El Ministerio de Política Territorial y Memoria Democrática cree que el objetivo del estudio es crear una base de datos “rigurosa” que, en su caso, pueda contribuir en última instancia al “reconocimiento y reparación moral de las víctimas” y “dar apoyo a futuras políticas públicas”. La ley prevé promover “medidas” para reconocer y compensar a las víctimas, pero también a las empresas “encontradas” explotando dichos trabajos con fines lucrativos, sin dar más detalles.
El inventario, que será realizado por la Universidad de Navarra en un periodo de hasta tres años, deberá “contextualizar y documentar históricamente” cómo funcionó este mecanismo utilizado por la dictadura para reprimir al “enemigo rojo”. En la práctica, el régimen de Franco implementó dos grandes sistemas: Primero, el sistema laboral para los presos. El otro fue llevado a cabo por prisioneros de campos de concentración, la mayoría de los cuales eran prisioneros de guerra republicanos capturados directamente en el frente cuando los rebeldes ocuparon territorio.
Los tipos de trabajo son variados y muy relacionados con las necesidades de la época. Algunas se llevan a cabo en el campo o en fábricas o talleres supervisados, otras se llevan a cabo en grandes espacios abiertos. Trabajaron en fábricas, construyeron ciudades, construyeron vías de ferrocarril, presas, puentes, pantanos o carreteras, y trabajaron en la agricultura, la minería o la silvicultura. El propio Valle de Curgamulos se construyó para conmemorar al dictador y su victoria en la guerra civil y se construyó mediante trabajos forzados.

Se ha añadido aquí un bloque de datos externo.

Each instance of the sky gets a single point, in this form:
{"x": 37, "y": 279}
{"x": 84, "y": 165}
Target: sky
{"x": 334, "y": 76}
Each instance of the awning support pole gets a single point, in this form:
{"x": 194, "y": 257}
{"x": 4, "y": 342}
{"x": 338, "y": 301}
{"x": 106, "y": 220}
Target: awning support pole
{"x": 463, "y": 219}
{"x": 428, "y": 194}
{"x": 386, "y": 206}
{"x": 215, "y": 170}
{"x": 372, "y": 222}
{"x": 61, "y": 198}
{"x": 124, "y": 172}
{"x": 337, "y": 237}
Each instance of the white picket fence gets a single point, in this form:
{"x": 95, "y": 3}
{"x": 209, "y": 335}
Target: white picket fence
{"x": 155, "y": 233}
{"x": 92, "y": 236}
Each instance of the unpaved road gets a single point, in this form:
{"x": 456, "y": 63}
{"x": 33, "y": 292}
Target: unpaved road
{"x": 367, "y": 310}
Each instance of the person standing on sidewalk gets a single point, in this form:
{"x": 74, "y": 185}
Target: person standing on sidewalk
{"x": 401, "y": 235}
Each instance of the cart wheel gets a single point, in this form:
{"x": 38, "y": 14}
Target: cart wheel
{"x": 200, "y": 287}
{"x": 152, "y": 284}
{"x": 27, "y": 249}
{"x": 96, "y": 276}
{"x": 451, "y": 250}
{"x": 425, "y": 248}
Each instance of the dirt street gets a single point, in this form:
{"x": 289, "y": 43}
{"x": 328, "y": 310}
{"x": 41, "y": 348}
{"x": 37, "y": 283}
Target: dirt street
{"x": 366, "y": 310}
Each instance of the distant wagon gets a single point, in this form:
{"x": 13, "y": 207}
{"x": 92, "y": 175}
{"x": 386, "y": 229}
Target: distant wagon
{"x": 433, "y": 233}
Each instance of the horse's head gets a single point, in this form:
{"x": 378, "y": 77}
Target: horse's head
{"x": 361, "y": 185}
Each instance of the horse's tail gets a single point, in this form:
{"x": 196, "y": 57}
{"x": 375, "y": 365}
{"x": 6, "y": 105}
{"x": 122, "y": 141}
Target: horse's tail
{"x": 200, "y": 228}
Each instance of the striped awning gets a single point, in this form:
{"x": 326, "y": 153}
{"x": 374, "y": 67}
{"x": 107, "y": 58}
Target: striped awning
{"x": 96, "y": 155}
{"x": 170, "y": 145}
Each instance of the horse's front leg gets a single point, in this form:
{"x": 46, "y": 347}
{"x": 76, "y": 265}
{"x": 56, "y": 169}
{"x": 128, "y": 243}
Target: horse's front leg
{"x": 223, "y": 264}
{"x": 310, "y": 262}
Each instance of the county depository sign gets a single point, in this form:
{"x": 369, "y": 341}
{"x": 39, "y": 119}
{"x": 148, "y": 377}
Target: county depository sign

Como han documentado varios historiadores, de todo esto se benefició la administración pública, pero también las empresas que afirmaban que los trabajadores trabajaban en condiciones extremas y de explotación. Sin embargo, actualmente y hasta que se publique la lista, no existe un censo oficial de qué empresas son y cuántas víctimas hay. El investigador de la UPNA Juan Carlos García Funes registró que en enero de 1940, 92.000 prisioneros de guerra ingresaron en campos de trabajadores y 18.700 condenados a la prisión franquista cumplían sus condenas en unidades penitenciarias.
El Ministerio de Política Territorial y Memoria Democrática explicó que la concesión directa del premio universitario se justificaba “por razones de profesionalidad, idoneidad técnica, eficiencia y garantía de resultados” y explicó que además de realizar un censo de obras, víctimas y empresas, la organización debía elaborar una “monografía científica” que detallara la organización y funcionamiento de estos sistemas punitivos. El estudio también debe incluir un análisis de las características de la víctima, sus condiciones, su antigüedad laboral y los motivos de su condena.